Background: The use of the borderline regression method (BRM) is a widely accepted standard setting method for OSCEs. However, it is unclear whether this method is appropriate for use with small cohorts (e.g. specialist post-graduate examinations).

Aims and methods: This work uses an innovative application of resampling methods applied to four pre-existing OSCE data sets (number of stations between 17 and 21) from two institutions to investigate how the robustness of the BRM changes as the cohort size varies. Using a variety of metrics, the ‘quality’ of an OSCE is evaluated for cohorts of approximately n = 300 down to n = 15. Estimates of the standard error in station-level and overall pass marks, R2 coefficient, and Cronbach’s alpha are all calculated as cohort size varies.

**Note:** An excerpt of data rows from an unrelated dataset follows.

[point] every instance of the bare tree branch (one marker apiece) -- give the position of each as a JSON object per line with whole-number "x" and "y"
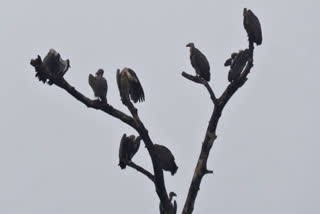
{"x": 201, "y": 167}
{"x": 134, "y": 122}
{"x": 199, "y": 80}
{"x": 142, "y": 170}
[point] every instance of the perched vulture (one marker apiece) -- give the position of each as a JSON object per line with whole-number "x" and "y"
{"x": 252, "y": 25}
{"x": 199, "y": 62}
{"x": 171, "y": 195}
{"x": 238, "y": 62}
{"x": 128, "y": 148}
{"x": 230, "y": 60}
{"x": 165, "y": 158}
{"x": 129, "y": 86}
{"x": 99, "y": 85}
{"x": 53, "y": 63}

Results and conclusion: For larger cohorts (n > 200), the standard error in the overall pass mark is small (less than 0.5%), and for individual stations is of the order of 1–2%. These errors grow as the sample size reduces, with cohorts of less than 50 candidates showing unacceptably large standard error. Alpha and R2 also become unstable for small cohorts. The resampling methodology is shown to be robust and has the potential to be more widely applied in standard setting and medical assessment quality assurance and research.

Practice points

  • Using resampling methods one can calculate the error (standard error) in the pass mark calculations under examinee-centred methods of standard setting, such as the borderline regression method (BRM).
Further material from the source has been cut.